Agitate, Educate, and Organize ~OO~
Burning Spear – Marcus Garvey
“Marcus Mosiah Garvey Sr. (17 August 1887 – 10 June 1940) was a Jamaican political activist, publisher, journalist, entrepreneur, and orator. He was the founder and first President-General of the Universal Negro Improvement Association and African Communities League (UNIA-ACL, commonly known as UNIA), through which he declared himself Provisional President of Africa. Ideologically Garvey was a black nationalist and Pan-Africanist.
Jazzmobile – Summer 2015 (Marcus Garvey Park, Harlem)
Garvey was born to a moderately prosperous Afro-Jamaican family in Saint Ann’s Bay, Jamaica, and apprenticed into the print trade as a teenager. Working in Kingston, he became involved in trade unionism before living briefly in Costa Rica, Panama, and England. Returning to Jamaica, he founded UNIA in 1914. In 1916, he moved to the United States and established a UNIA branch in New York City’s Harlem district. Emphasising unity between Africans and the African diaspora, he campaigned for an end to European colonial rule across Africa and the political unification of the continent. He envisioned a unified Africa as a one-party state, governed by himself, that would enact laws to ensure black racial purity. Although he never visited the continent, he was committed to the Back-to-Africa movement, arguing that some people of African descent should migrate there. Garvey’s ideas became increasingly popular and UNIA grew in membership. However, his black separatist views—divided Garvey from other prominent African-American civil rights activists such as W. E. B. Du Bois who promoted racial integration.
…Committed to the belief that black people needed to secure financial independence from white-dominant society, Garvey launched various businesses in the U.S., including the Negro Factories Corporation and Negro World newspaper.

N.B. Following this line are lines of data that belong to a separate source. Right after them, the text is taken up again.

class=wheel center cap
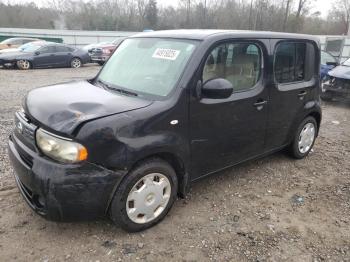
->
[146,193,155,205]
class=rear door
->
[56,46,74,66]
[266,39,319,151]
[33,46,57,67]
[190,40,269,179]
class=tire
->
[320,91,333,102]
[70,57,83,68]
[16,59,32,70]
[110,158,178,232]
[289,116,318,159]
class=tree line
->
[0,0,350,35]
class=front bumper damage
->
[8,133,126,221]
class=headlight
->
[36,128,88,163]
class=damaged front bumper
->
[321,76,350,99]
[0,59,16,68]
[8,133,126,221]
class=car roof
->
[42,42,75,48]
[131,29,319,42]
[5,37,40,41]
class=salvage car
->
[0,40,46,55]
[89,37,125,65]
[321,58,350,101]
[320,51,339,79]
[0,37,40,50]
[8,30,321,232]
[0,42,90,70]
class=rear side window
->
[274,42,306,83]
[202,43,261,92]
[39,46,56,54]
[56,46,72,52]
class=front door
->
[56,46,73,66]
[190,40,269,179]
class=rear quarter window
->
[274,41,316,84]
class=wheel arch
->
[106,152,190,213]
[130,151,189,198]
[304,111,321,136]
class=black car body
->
[321,59,350,101]
[88,37,125,65]
[9,30,321,231]
[0,42,90,69]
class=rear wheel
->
[290,116,317,159]
[70,57,82,68]
[16,59,32,70]
[110,159,178,232]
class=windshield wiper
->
[108,86,138,96]
[97,79,138,96]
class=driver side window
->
[202,43,261,92]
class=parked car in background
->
[0,37,40,50]
[0,40,47,55]
[8,30,321,232]
[320,51,339,79]
[89,37,125,65]
[321,58,350,101]
[0,42,90,70]
[81,42,110,52]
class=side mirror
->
[326,62,339,67]
[202,78,233,99]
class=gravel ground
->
[0,66,350,261]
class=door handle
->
[254,100,267,107]
[298,91,307,97]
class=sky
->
[0,0,334,17]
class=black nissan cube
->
[9,30,321,232]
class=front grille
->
[330,77,350,90]
[15,176,46,212]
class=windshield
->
[0,38,17,44]
[97,38,196,97]
[343,58,350,66]
[321,51,337,65]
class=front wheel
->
[290,116,317,159]
[70,57,82,68]
[320,91,333,102]
[16,59,32,70]
[110,159,178,232]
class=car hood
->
[328,65,350,79]
[24,81,152,135]
[0,48,21,54]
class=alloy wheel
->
[17,60,30,70]
[298,122,316,154]
[71,58,81,68]
[126,173,171,224]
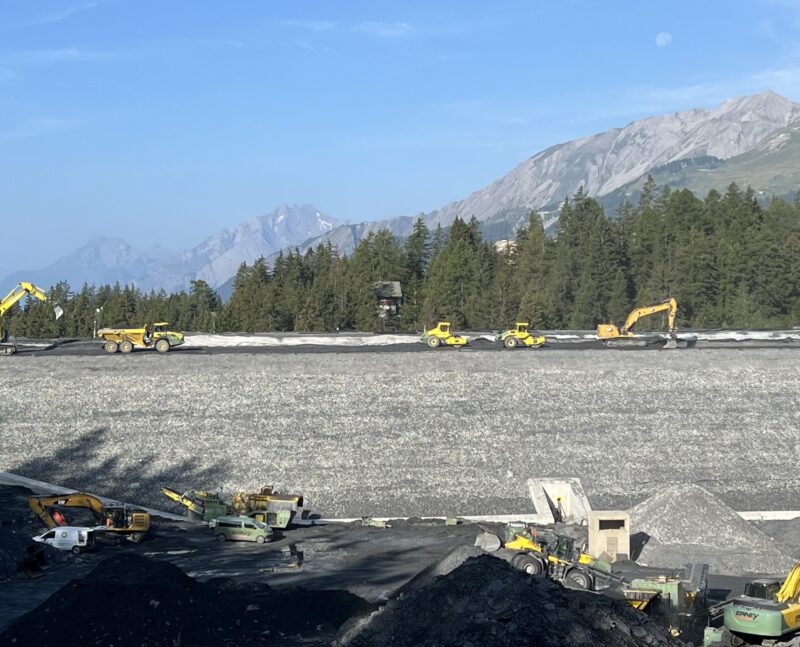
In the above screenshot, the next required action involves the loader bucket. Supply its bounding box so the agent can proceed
[475,530,502,553]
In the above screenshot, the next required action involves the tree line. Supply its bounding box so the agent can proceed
[5,179,800,337]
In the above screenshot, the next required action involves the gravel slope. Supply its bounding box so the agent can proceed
[0,349,800,516]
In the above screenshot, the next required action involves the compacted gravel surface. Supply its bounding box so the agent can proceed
[0,349,800,516]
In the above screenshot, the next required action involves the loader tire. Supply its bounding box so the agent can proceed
[517,555,544,575]
[564,569,593,591]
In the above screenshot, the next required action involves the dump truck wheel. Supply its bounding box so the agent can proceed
[564,570,592,591]
[517,555,544,575]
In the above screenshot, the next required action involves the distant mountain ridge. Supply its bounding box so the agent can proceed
[9,91,800,290]
[3,204,343,291]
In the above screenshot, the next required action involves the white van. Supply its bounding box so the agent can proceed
[33,526,95,555]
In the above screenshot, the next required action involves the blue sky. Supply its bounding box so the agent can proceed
[0,0,800,275]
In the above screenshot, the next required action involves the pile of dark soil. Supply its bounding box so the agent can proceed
[334,555,682,647]
[0,488,72,581]
[0,553,375,647]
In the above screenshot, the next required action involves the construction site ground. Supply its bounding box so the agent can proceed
[0,486,800,632]
[0,349,800,517]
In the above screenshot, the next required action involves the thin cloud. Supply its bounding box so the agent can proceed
[280,20,339,32]
[0,47,119,65]
[656,31,672,47]
[20,1,108,27]
[0,117,77,141]
[355,22,414,38]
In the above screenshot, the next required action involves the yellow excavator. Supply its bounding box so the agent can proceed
[28,492,150,543]
[703,562,800,647]
[597,298,678,348]
[0,281,64,355]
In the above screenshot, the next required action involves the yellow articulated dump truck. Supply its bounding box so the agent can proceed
[97,321,184,353]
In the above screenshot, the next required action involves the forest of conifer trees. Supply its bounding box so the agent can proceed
[5,180,800,338]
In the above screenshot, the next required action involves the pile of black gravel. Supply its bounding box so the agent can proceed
[0,553,375,647]
[335,555,682,647]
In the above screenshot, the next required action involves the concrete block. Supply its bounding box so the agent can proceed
[589,510,631,562]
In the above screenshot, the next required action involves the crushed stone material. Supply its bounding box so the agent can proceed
[631,483,795,575]
[333,555,683,647]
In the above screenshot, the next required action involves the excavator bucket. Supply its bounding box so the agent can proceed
[475,530,503,553]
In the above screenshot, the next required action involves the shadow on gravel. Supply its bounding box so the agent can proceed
[14,427,228,514]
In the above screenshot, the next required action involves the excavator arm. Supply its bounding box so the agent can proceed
[775,562,800,602]
[0,281,57,319]
[621,298,678,334]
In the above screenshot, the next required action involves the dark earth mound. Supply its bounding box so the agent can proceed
[0,553,375,647]
[335,555,682,647]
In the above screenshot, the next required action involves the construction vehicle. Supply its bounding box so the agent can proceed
[231,485,304,528]
[421,321,469,348]
[494,321,545,348]
[0,281,64,355]
[161,486,230,521]
[597,298,678,348]
[475,522,622,591]
[703,562,800,647]
[28,492,150,543]
[161,485,304,529]
[97,321,185,353]
[622,564,708,644]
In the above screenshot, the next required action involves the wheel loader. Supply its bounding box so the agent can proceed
[421,321,469,348]
[475,523,622,591]
[495,321,545,349]
[97,321,185,354]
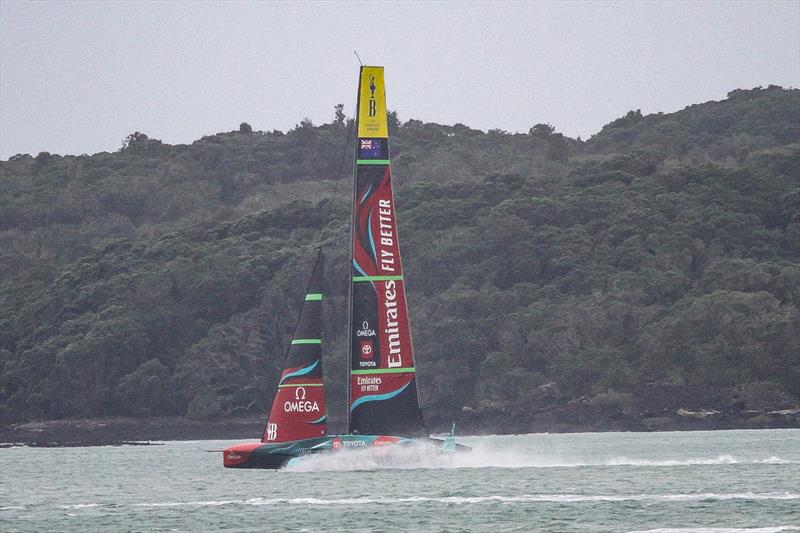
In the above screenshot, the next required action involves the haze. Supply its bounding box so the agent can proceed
[0,0,800,159]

In 1919, he became President of the Black Star Line shipping and passenger company, designed to forge a link between North America and Africa and facilitate African-American migration to Liberia.
“Garvey, a journalist, moved to Harlem from Kingston, Jamaica, in 1914 and quickly became a lightning rod for black pride. Besides founding the UNIA, he also started a newspaper, a church and the publicly-owned Black Star Line, four ships that formed a trade and transportation link between Pan-African countries.”
In 1923 Garvey was convicted of mail fraud for selling the company’s stock and imprisoned in the United States Penitentiary Atlanta for nearly two years. Many commentators have argued that the trial was politically motivated.
“Hoover jailed him. It was a frame-up to get him out of the country and put him away,” Tafari said. This view is also held by Makeda Garvey and historians. Garvey was jailed in 1925 and given the maximum five-year sentence. “
Deported to Jamaica in 1927, Garvey settled in Kingston with his wife Amy Jacques, Garvey continued his activism and established the People’s Political Party in 1929, briefly serving as a city councillor. With UNIA in increasing financial difficulty, in 1935 he relocated to London, where his anti-socialist stance distanced him from many of the city’s black activists. He died there in 1940, although in 1964 his body was returned to Jamaica for reburial in Kingston’s National Heroes Park.
Burning Spear – Marcus Garvey – 01 – Marcus Garvey
..Garvey was a controversial figure. Some in the African diasporic community regarded him as a pretentious demagogue and were critical of his collaborations, violent rhetoric, and personal prejudices.
He received praise for encouraging a sense of pride and self-worth among Africans during an African diaspora precipitated by poverty, discrimination, and colonialism.
In Jamaica he is widely regarded as a national hero. His ideas exerted a considerable influence on such movements as Rastafari, the Nation of Islam, and the Black Power Movement.”
Marcus Garvey – Documentary [FULL]
Marcus Garvey was a Jamaican-born black nationalist and leader of the Pan-Africanism movement, which sought to unify and connect people of African descent worldwide. In the United States, he was a noted civil rights activist who founded the Negro World newspaper, a shipping company called Black Star Line and the Universal Negro Improvement Association, a fraternal organization of black nationalists.
As a group, they advocated for “separate but equal” status for persons of African ancestry, and as such they sought to establish independent black states around the world, notably in Liberia on the west coast of Africa.
Rastafari has its roots in the philosophy of Marcus Garvey.
“He was the Louis Farrakhan, Malcolm X, Martin Luther King of his time,” said Tafari.
“He was the most loved black man
by black people and the most hated black man by white people.
“Garvey’s message was if you want respect from other people,
then you have to make yourself worthy of respect. He’s been
ignored, overlooked and forgotten and that should not be so.”
Marcus Mosiah Garvey, born on the 17th of August 1887, in Jamaica, taught black self-empowerment and is credited as being the source behind the founding of Rastafari.
Although Marcus Garvey never actually followed Rastafari
or believed in it, he is considered to be one of the religion’s prophets, because it was his ideologies that eventually grew into Rastafari.